In 1999, Winn Scharwatau released a book entitled "Time-based Security". He argued that time was an essential concept to security, as in 1999, the then zeitgeist was around building impenetrable networks. That was then subsequently penetrated. And he stated, "We should aim to design our networks, with the idea that our defenses will one day fail".

Winn suggested that a simple formula one could use is the time-based security formula.

P – Time taken for an attacker to breach your defenses
D – Time taken for you to detect the attacker
R – Time taken for you to respond to the threat.

While conceptually this formula worked, in 1999, the security community did not have enough information on attackers' behaviors. Furthermore, most networks were flat and unsegregated, which meant that the P time was relatively short, not to mention that detections and responses were in their infancy.

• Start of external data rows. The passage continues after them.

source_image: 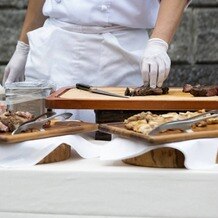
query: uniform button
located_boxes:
[101,5,108,11]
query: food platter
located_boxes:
[45,87,218,111]
[98,122,218,144]
[0,121,98,144]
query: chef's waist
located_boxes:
[44,18,135,34]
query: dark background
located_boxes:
[0,0,218,86]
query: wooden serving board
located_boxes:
[98,123,218,144]
[0,121,98,143]
[45,87,218,111]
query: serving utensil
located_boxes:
[76,83,129,98]
[148,110,218,136]
[11,112,72,135]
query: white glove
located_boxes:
[2,41,29,85]
[141,38,171,88]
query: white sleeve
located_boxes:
[159,0,192,9]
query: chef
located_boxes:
[3,0,191,121]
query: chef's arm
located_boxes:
[151,0,187,44]
[19,0,46,44]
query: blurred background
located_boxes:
[0,0,218,86]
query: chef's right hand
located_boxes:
[2,41,29,85]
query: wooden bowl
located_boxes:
[38,143,71,164]
[123,148,185,168]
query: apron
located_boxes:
[25,18,148,122]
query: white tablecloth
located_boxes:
[0,150,218,218]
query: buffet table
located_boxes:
[0,147,218,218]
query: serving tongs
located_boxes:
[11,112,72,135]
[148,110,218,136]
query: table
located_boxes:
[0,150,218,218]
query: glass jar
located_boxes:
[5,81,55,116]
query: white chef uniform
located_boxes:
[25,0,190,120]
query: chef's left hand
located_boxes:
[141,38,171,88]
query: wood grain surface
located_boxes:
[0,121,98,144]
[98,123,218,144]
[45,87,218,111]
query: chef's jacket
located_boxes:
[43,0,191,29]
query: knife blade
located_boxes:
[76,83,129,98]
[11,112,72,135]
[148,110,218,136]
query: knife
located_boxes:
[76,83,129,98]
[11,112,72,135]
[148,110,218,136]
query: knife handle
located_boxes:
[76,83,91,91]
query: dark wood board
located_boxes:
[45,87,218,111]
[0,121,98,144]
[98,123,218,144]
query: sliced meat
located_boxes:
[0,122,9,132]
[124,86,169,96]
[0,111,34,132]
[183,84,218,97]
[190,86,218,97]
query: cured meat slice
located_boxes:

So while it worked in theory, in 1999 it wasn't practical.

However with modern improvements like Cyber Kill Chain, Vulnerability Scanning, MITRE ATT&CK, SOAR and just generally more information, we can have a more meaningful understanding of potential values for P, D & R.

For example, in "Nowhere to Hide, 2021 Threat Hunting Report: Insights from the Falcon OverWatch Team," Crowdstrike analysts looked at the length of time an adversary took in a network before they were able to move laterally. They called this the "breakout time".

They found that the average breakout time was 1 hour 32 minutes in the past year. The report adds that "OverWatch found that in 36% of those intrusions, the adversary was able to move laterally to additional hosts in less than 30 minutes."

Ultimately, we may never know how long an attacker needs to be on our network to achieve their goal; however, we should prioritize improving our incident response to limit their time on our network.

Incident Response Engineering is the discipline of improving your response to a threat.